Starting out as project managers, we begin to recognize the signals that point to project risks. Initially, these signals come in the form of status reports, work plans and delivery metrics. As we gain experience, we learn to sense additional risk signals that come from observation and dialog. And those signals originate from project managers themselves.
These signals sometimes go unheeded because the ability to act on them can typically be constrained. For example, there is fear of making project customers unhappy if you raise objections, unrealistic expectations and a false belief that these types of messages will somehow motivate the project team.
In my experience, here are some of the signals that have pointed to a project headed down the wrong path:
1. “We’ll start the project at the kickoff meeting.”
Many times, important project mobilization activities tend to be ignored in the haste to begin a project with a large group meeting.

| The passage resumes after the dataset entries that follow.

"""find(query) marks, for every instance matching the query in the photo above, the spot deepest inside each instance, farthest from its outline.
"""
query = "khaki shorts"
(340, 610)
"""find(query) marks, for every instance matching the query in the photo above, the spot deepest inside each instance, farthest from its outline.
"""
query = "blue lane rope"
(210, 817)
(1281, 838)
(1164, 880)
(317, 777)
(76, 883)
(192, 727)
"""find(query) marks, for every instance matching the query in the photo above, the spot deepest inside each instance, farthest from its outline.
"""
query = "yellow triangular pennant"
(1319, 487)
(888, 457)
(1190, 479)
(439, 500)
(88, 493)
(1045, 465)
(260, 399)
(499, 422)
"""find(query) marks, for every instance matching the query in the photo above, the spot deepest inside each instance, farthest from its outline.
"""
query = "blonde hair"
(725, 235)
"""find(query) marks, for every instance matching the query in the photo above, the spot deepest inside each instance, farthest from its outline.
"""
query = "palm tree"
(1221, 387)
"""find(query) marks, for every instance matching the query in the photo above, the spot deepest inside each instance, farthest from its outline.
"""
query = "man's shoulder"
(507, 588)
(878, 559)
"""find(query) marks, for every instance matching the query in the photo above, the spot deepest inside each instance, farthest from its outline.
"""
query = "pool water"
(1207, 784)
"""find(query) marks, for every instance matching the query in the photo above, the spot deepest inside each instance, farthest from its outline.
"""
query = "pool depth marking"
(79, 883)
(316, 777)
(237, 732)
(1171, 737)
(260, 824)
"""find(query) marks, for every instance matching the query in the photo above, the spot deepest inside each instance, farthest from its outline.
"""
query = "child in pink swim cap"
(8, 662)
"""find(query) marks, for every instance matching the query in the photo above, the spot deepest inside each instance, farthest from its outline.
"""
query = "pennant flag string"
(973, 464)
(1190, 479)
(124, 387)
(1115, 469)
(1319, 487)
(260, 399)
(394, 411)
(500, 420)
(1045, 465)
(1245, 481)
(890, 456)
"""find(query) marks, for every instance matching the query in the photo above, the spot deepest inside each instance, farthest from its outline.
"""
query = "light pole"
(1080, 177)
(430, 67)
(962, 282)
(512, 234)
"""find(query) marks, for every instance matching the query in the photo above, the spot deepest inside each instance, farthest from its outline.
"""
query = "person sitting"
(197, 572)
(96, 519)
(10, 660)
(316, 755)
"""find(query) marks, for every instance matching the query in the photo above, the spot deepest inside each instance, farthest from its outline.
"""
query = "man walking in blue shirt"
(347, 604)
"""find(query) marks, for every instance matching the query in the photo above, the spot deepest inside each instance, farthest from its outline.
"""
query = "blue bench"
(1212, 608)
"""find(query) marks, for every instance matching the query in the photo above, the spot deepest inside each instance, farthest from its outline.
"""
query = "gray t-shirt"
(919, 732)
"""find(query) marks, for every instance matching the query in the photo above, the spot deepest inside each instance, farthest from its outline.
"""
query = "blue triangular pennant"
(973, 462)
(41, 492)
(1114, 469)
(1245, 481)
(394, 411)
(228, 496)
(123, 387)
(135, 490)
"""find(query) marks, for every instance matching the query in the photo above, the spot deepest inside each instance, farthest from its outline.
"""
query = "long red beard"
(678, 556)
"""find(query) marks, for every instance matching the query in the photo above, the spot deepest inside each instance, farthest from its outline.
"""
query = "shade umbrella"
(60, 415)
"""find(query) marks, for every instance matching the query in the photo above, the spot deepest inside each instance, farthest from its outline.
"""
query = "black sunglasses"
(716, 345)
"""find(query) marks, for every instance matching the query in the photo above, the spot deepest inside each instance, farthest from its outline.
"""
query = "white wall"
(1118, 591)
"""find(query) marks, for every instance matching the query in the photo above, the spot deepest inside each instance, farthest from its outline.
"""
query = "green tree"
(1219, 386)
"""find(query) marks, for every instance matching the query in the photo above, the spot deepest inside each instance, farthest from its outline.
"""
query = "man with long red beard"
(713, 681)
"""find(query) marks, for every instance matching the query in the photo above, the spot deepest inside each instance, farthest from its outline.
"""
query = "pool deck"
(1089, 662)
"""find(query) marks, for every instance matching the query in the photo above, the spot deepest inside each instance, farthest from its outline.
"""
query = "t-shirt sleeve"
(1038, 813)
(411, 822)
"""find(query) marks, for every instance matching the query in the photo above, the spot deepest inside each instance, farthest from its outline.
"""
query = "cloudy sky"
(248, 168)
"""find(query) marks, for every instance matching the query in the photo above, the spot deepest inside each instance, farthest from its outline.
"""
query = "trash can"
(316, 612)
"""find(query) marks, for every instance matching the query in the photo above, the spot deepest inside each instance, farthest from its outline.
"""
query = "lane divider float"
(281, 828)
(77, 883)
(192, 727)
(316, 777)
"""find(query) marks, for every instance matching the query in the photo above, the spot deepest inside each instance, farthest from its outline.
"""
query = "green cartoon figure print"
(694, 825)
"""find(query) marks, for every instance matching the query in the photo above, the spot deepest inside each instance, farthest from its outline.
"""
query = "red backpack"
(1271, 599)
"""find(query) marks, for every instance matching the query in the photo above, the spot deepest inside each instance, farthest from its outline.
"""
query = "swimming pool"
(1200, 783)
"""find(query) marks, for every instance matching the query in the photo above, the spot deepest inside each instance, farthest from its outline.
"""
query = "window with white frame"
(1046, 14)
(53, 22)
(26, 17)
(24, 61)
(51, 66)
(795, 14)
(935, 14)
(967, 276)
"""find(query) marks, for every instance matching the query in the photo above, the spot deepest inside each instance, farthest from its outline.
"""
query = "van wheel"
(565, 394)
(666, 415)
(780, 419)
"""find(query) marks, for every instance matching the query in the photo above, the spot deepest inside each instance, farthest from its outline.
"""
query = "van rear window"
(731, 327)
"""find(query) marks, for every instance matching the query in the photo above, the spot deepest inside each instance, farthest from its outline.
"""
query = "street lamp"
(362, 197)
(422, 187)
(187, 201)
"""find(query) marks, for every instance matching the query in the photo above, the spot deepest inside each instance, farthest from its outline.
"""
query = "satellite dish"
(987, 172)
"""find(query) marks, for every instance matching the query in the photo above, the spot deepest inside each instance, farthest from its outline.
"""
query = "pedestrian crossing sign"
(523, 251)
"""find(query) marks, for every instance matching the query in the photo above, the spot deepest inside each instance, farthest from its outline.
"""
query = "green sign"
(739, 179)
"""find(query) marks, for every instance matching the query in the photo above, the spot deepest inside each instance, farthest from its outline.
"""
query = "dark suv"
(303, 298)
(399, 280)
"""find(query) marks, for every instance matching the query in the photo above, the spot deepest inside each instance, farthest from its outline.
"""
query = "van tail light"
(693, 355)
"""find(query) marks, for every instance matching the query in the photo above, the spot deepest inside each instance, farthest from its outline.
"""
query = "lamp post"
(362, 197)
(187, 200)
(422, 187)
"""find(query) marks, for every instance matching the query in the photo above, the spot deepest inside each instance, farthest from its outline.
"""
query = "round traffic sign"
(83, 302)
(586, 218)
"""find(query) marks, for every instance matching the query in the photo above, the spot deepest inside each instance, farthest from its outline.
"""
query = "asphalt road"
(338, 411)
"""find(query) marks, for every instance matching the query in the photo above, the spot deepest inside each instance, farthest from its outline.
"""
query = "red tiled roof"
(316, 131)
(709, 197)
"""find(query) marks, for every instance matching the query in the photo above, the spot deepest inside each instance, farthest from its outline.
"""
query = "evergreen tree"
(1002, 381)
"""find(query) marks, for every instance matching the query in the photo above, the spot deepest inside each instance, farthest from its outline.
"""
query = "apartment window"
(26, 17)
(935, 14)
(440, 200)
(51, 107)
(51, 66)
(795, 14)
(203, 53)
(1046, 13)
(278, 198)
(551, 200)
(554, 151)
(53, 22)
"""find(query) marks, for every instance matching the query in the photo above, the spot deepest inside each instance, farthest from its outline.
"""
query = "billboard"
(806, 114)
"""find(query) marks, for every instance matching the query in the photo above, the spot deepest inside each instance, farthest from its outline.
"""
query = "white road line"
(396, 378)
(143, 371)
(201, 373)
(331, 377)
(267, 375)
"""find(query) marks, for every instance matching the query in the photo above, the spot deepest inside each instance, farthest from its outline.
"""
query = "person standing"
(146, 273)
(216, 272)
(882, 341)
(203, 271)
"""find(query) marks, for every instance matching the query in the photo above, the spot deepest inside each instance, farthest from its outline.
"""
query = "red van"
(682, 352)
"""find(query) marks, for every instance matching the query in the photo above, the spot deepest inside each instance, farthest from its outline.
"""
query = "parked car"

This fixation on the kickoff meeting causes key mobilization tasks to fall behind. Early action on staffing plans, on-boarding processes and communication mechanisms before the kickoff meeting are more important than making sure the chocolate chip cookies arrive in time.
2. “This project WILL finish on time and budget.”
This signal typically appears at the first sign of progress or cost slippage. As opposed to dealing with the root cause of the slippage, many times project managers will shrink scope to meet time and budget. Reducing scope has the effect of reducing the overall value proposition for the project. Address this tendency by allocating sufficient time early in the project to identify business success criteria independent of schedule and costs.
3. “The CEO is the sponsor for this project or program.”
Name-dropping typically emerges when there is a conflict over resources needed by multiple projects. Project managers hope that by presenting the CEO or other executive as a sponsor, it will create commitment to the project. However, CEO’s and other executives usually do not have the luxury of time to serve as a sponsor on a project. Leverage stakeholder management activities such as a level of funding approval list to confirm the primary sponsors for the project.
4. “We are four weeks behind schedule, but we’ll make it up in the next phase.”
Unless there is a large change of scope, one of the more the unfortunate laws of physics for projects is that any schedule slippage is likely to carry over to the next phase. The best approach is to be transparent about the schedule delay. By making the slippage transparent, you enable leadership team attention and corrective actions.
5. “I feel green.”
A green status indicator in a project report typically means that no issues are present. However, a green status indicator does not always tell the complete story.
For example, despite deliverable dates that were slipping on one project, the project manager continued to declare a green status indicator. In an executive steering committee meeting, the leadership team challenged the project report. The project manager said, “I know the deliverable dates are slipping but I’m still feeling green.” To promote project team and leadership confidence, employ objective project metrics such as planned vs. actual deliverable dates or earned value analysis to show the true status of the project.
While tools, approaches and processes help manage delivery risk, recognize these signals and take the right steps to act on them.
What have you found to be good examples of signals that point to risks on projects?